Bonnes pratiques RH :
- Communication écrite systématique précisant le nombre de jours reportés et la date limite de prise
- Intégration dans les logiciels de paie : paramétrer les systèmes de gestion du temps pour calculer automatiquement le report en cas de maladie
- Rappels proactifs : alerter les salariés à l'approche de la fin du délai de 15 mois
- Formation des managers : sensibiliser les responsables opérationnels à cette obligation légale
- Audit annuel : vérifier que tous les reports sont correctement appliqués
Il est également conseillé de consulter le service juridique ou un avocat spécialisé en droit du travail luxembourgeois en cas de doute sur l'application du report, notamment pour les situations complexes (cumul de plusieurs années de maladie, congés spéciaux, etc.).
À éviter absolument :
- Exiger une demande formelle du salarié pour le report (c'est automatique)

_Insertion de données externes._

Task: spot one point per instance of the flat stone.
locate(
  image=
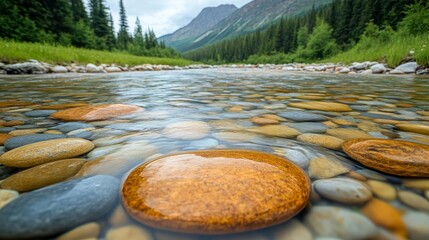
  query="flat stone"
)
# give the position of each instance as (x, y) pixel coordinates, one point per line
(43, 175)
(414, 200)
(95, 112)
(336, 222)
(4, 137)
(188, 130)
(39, 113)
(395, 157)
(214, 192)
(321, 140)
(47, 151)
(55, 209)
(322, 106)
(302, 116)
(293, 230)
(7, 196)
(347, 134)
(382, 190)
(19, 141)
(71, 126)
(89, 230)
(343, 190)
(323, 168)
(128, 232)
(386, 216)
(276, 131)
(416, 128)
(309, 127)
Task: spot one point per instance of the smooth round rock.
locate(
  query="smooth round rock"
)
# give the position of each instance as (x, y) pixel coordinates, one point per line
(43, 175)
(395, 157)
(339, 223)
(47, 151)
(215, 192)
(343, 190)
(95, 112)
(52, 210)
(19, 141)
(322, 106)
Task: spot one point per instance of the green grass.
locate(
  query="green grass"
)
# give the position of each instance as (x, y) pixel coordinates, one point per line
(17, 52)
(391, 52)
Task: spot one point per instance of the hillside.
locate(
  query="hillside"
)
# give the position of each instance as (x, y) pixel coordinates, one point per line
(252, 16)
(206, 19)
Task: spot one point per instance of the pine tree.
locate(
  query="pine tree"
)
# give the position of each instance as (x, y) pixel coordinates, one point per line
(123, 36)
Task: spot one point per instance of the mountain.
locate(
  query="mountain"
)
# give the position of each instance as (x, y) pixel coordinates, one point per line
(252, 16)
(206, 19)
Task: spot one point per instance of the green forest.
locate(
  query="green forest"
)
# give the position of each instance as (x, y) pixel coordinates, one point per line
(347, 30)
(69, 23)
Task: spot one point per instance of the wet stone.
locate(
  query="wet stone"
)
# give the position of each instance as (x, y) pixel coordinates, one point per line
(53, 210)
(302, 116)
(218, 184)
(395, 157)
(71, 126)
(39, 113)
(46, 151)
(19, 141)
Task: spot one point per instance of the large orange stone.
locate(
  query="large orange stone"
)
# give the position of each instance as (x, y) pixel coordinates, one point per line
(395, 157)
(216, 192)
(95, 112)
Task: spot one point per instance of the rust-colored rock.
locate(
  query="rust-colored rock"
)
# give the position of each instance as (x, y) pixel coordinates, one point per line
(4, 137)
(322, 106)
(215, 192)
(95, 112)
(395, 157)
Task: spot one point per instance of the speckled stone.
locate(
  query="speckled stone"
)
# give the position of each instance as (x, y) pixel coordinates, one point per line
(43, 175)
(214, 192)
(95, 112)
(47, 151)
(52, 210)
(322, 106)
(390, 156)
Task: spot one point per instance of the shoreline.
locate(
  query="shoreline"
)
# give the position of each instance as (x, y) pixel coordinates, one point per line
(366, 68)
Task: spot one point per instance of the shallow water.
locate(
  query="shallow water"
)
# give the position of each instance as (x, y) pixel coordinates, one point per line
(227, 99)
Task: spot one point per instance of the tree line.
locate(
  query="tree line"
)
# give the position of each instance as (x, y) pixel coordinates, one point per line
(317, 34)
(69, 23)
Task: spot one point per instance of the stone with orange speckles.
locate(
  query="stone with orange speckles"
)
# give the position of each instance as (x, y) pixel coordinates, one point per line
(395, 157)
(95, 112)
(216, 192)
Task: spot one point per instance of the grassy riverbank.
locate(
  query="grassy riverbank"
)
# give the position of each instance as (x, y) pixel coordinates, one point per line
(19, 52)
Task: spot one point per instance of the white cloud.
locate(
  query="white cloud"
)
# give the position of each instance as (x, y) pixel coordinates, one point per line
(164, 16)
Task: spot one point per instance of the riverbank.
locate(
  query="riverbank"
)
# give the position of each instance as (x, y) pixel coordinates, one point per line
(36, 67)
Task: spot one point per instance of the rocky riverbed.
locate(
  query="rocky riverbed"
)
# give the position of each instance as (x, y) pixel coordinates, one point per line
(68, 140)
(36, 67)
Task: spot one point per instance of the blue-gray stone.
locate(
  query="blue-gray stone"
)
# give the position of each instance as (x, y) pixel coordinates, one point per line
(309, 127)
(55, 209)
(39, 113)
(19, 141)
(71, 126)
(302, 116)
(7, 129)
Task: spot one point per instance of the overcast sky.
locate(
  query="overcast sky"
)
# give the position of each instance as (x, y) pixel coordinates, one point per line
(164, 16)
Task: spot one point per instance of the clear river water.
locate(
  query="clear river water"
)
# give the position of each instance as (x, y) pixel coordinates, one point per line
(235, 106)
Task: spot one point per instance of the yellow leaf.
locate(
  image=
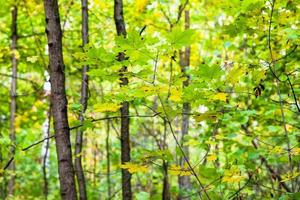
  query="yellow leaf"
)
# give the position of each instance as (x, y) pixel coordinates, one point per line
(141, 5)
(175, 96)
(290, 176)
(295, 151)
(233, 175)
(178, 171)
(276, 150)
(133, 168)
(212, 157)
(235, 75)
(16, 54)
(205, 116)
(107, 107)
(219, 136)
(220, 96)
(32, 59)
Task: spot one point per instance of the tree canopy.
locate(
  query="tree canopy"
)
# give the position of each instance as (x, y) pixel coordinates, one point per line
(165, 99)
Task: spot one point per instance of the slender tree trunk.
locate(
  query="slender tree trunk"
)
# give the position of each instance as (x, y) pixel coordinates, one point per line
(108, 160)
(84, 99)
(46, 152)
(59, 101)
(166, 185)
(125, 139)
(13, 103)
(184, 181)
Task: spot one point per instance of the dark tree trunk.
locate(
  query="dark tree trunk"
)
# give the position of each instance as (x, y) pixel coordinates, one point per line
(13, 102)
(166, 185)
(184, 181)
(59, 101)
(46, 155)
(84, 99)
(108, 160)
(125, 140)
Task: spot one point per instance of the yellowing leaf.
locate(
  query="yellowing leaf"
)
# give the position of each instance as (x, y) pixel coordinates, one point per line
(175, 96)
(290, 176)
(235, 75)
(16, 54)
(212, 157)
(133, 168)
(276, 150)
(220, 96)
(232, 175)
(178, 171)
(205, 116)
(141, 5)
(219, 137)
(107, 107)
(32, 59)
(295, 151)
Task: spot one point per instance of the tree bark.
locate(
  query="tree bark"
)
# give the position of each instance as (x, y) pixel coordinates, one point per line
(84, 99)
(125, 139)
(184, 181)
(166, 185)
(13, 102)
(107, 146)
(46, 152)
(59, 101)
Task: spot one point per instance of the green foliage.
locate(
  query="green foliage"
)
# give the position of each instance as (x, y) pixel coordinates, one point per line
(243, 87)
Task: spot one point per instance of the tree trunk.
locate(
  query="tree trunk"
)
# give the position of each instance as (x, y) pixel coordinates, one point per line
(59, 101)
(107, 146)
(184, 181)
(125, 140)
(46, 149)
(13, 103)
(84, 99)
(166, 185)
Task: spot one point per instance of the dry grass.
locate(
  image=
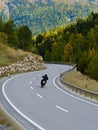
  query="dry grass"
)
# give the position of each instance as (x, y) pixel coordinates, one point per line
(79, 80)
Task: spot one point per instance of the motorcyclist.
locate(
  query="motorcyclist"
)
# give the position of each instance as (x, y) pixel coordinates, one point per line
(45, 78)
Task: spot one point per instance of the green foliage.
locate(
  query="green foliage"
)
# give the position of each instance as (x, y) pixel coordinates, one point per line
(25, 38)
(10, 31)
(39, 16)
(92, 69)
(73, 44)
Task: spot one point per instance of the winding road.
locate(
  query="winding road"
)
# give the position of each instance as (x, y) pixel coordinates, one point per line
(48, 108)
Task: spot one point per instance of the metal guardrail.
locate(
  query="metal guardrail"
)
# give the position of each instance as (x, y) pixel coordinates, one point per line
(83, 92)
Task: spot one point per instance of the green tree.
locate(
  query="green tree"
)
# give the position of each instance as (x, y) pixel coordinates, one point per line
(92, 69)
(25, 38)
(68, 51)
(9, 29)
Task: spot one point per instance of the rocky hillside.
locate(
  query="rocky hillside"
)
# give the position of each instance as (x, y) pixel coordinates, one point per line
(29, 63)
(40, 15)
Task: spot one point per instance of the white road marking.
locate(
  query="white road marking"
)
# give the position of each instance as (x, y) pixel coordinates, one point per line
(31, 87)
(16, 109)
(30, 82)
(71, 94)
(65, 110)
(39, 95)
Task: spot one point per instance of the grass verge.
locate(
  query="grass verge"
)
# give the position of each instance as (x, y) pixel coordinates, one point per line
(77, 79)
(7, 121)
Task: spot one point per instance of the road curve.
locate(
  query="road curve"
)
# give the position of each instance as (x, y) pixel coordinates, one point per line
(48, 108)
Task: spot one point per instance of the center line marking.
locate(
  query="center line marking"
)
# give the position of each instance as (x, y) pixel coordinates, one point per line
(62, 109)
(39, 95)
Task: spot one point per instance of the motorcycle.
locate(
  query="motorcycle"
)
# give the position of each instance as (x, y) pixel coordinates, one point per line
(44, 80)
(43, 83)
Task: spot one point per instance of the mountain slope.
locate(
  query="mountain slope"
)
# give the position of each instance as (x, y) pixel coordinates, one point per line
(41, 15)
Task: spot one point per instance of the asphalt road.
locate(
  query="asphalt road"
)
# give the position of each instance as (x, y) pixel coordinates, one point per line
(48, 108)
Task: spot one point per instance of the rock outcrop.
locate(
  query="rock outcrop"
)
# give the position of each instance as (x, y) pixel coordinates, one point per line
(29, 63)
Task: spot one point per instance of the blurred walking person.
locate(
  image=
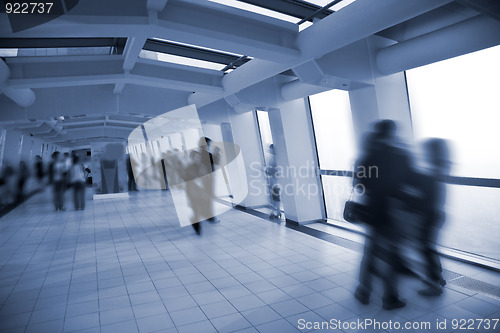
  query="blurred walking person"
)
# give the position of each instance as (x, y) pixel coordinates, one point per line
(77, 180)
(431, 208)
(23, 174)
(274, 186)
(392, 170)
(57, 177)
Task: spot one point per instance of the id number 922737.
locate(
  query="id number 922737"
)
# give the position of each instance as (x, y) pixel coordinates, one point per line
(475, 324)
(28, 7)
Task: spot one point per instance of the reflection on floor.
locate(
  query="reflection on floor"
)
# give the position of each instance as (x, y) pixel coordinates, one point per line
(125, 265)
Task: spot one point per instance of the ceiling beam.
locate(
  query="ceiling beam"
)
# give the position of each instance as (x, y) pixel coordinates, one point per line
(99, 71)
(199, 23)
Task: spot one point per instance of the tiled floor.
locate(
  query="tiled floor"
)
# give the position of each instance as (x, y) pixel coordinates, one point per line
(125, 265)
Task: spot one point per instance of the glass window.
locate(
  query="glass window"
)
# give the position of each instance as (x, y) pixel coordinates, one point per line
(457, 99)
(472, 220)
(334, 130)
(265, 132)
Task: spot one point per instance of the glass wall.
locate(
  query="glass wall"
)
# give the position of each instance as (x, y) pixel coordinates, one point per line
(335, 142)
(458, 100)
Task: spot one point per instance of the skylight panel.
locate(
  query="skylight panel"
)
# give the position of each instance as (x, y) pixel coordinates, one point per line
(8, 53)
(336, 7)
(197, 47)
(145, 54)
(57, 51)
(257, 10)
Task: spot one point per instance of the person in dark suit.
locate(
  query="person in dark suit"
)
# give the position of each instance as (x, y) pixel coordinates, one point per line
(431, 203)
(382, 173)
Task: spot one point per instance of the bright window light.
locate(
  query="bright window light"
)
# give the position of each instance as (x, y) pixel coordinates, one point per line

- Refuser le report sous prétexte d'organisation du travail
- Ne pas informer le salarié de ses droits à congés reportés
- Laisser expirer les droits sans proposer de dates de prise
Cadre juridique
| Référence | Objet |
|---|---|
| Code du travail, article L.233-4 | Durée minimale du congé annuel (26 jours ouvrables) |
| Code du travail, article L.233-6 | Assimilation des absences pour maladie au temps de travail effectif |
| Code du travail, article L.233-9 | Principe de prise du congé au cours de l'année de calendrier |
| Code du travail, article L.233-10 | Indemnité compensatoire en cas de non-prise du congé |
| Code du travail, article L.233-11 | Non-imputation des absences pour maladie sur le congé |
| Code du travail, article L.233-17 | Obligation de tenir un registre des congés |
| Code du travail, article L.233-20 | Sanctions pénales (251 à 5.000 euros et emprisonnement) |
| Directive 2003/88/CE | Aménagement du temps de travail (transposée par loi du 19 mai 2006) |
| CJUE, 20 janvier 2009, aff. C-350/06 et C-520/06 | Obligation de report du congé en cas de maladie |
| CJUE, 29 novembre 2017 | Validation du délai de report de 15 mois comme raisonnable |
| Cour d'appel Luxembourg, 31 mars 2011, n°35911 | Application du report au-delà du 31 mars en cas de maladie |
| Cour d'appel Luxembourg, 13 février 2025, n°CAL-2024-00159 | Confirmation du report automatique et indemnisation |
Note
L'employeur qui refuse le report automatique du congé annuel non pris pour cause de maladie s'expose à des sanctions pénales (amende de 251 à 5.000 euros et/ou emprisonnement de 8 jours à 1 mois) et à une condamnation à verser une indemnité compensatoire correspondant aux jours non pris.
Il est impératif de documenter chaque situation d'absence prolongée et de respecter scrupuleusement le délai de report de 15 mois. La charge de la preuve repose sur l'employeur concernant la bonne gestion des congés et leur report.
L'employeur doit également informer le salarié de manière transparente et en temps utile de son droit au congé reporté et de la date limite de prise, sous peine de voir le droit au congé devenir imprescriptible.